Powered by Eventbase, the same company responsible for SXSW's iBeacon-enabled app, the Cannes Lions app leverages iBeacons installed throughout the festival grounds to deliver a variety of customized interactive experiences and real-time information to attendees.
New for 2015 are built-in social networking features that harness Apple's iBeacon proximity-aware technology. For example, "Around Me Enhanced" provides a list view of nearby attendees who are also using the app, as well as venues and events. LinkedIn integration shows first degree connections in the area, while attendees can add new relationships through Cannes Connect.
A social networking discovery feature called "Icebreaker" also taps into LinkedIn to match users who attend or favorite the same session.

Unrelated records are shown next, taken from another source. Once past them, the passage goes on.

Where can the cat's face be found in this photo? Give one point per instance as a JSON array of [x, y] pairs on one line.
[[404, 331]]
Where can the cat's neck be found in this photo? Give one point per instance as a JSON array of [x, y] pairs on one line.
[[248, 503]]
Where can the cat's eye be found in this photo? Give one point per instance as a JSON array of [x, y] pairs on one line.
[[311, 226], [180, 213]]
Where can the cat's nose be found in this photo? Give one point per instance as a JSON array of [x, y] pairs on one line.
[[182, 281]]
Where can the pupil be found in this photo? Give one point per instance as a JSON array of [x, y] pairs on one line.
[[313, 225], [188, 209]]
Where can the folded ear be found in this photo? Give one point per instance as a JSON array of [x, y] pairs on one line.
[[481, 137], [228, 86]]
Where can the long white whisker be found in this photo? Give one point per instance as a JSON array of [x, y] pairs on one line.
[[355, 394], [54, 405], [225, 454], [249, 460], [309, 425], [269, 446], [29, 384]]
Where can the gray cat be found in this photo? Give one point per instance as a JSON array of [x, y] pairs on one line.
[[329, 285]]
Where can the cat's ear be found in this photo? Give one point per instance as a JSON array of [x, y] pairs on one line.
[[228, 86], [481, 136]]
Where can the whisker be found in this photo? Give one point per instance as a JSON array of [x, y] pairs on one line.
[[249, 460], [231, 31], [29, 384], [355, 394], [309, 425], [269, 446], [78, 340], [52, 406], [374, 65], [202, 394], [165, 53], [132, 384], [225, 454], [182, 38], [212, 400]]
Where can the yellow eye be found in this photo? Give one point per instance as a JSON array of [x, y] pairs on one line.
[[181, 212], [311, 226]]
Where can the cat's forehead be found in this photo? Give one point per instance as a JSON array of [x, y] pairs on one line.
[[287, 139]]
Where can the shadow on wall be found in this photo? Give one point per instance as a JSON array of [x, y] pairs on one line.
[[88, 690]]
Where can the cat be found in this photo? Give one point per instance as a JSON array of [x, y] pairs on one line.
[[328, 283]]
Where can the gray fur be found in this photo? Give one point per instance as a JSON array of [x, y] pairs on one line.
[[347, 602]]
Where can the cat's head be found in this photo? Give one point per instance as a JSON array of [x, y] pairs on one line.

The technology uses beacons to detect attendees and auto-favorite a session when they stay for at least 15-minutes. iBeacons are also used to offer session recommendations based on user profiles and preferences.
Apple's iBeacon was introduced with iOS 7 as a method of close proximity communications between iOS devices and semi-permanent beacon fixtures. Using Bluetooth Low Energy, iBeacons allow app makers to build in highly accurate location-based features. For example, Apple's own retail stores use iBeacon arrays to serve up product information, in-store event calendars, Genius Bar appointment status and more.
The Cannes Lions International Festival of Creativity started on Sunday and runs through June 27.
3 Comments
Seeing this article reminded me of iBeacons, which had fallen completely off my radar... the subject, which had been more talked about, has been totally out of the recent news. Was it talked about at WWDC? Was it used at the Moscone Center for the attendees? Where has the product been for a year or more?
Where has the product been for a year or more?
Widely deployed. It's not a user-facing feature. Unless you're paying attention, you just think it's GPS.
For example, I walked into a grocery store I've never been to last weekend and the store's app icon appeared on the lock screen. That's not GPS, but iBeacon. (They can't geofence every single store, and I didn't give the app location permission anyway)
So my iPhone tracks were I go and companies trying to sell me something (product or service) pops up to alert me. This is how sad our consumerism culture has come that we are always prodded and poked to buy something. I would never use such a "feature".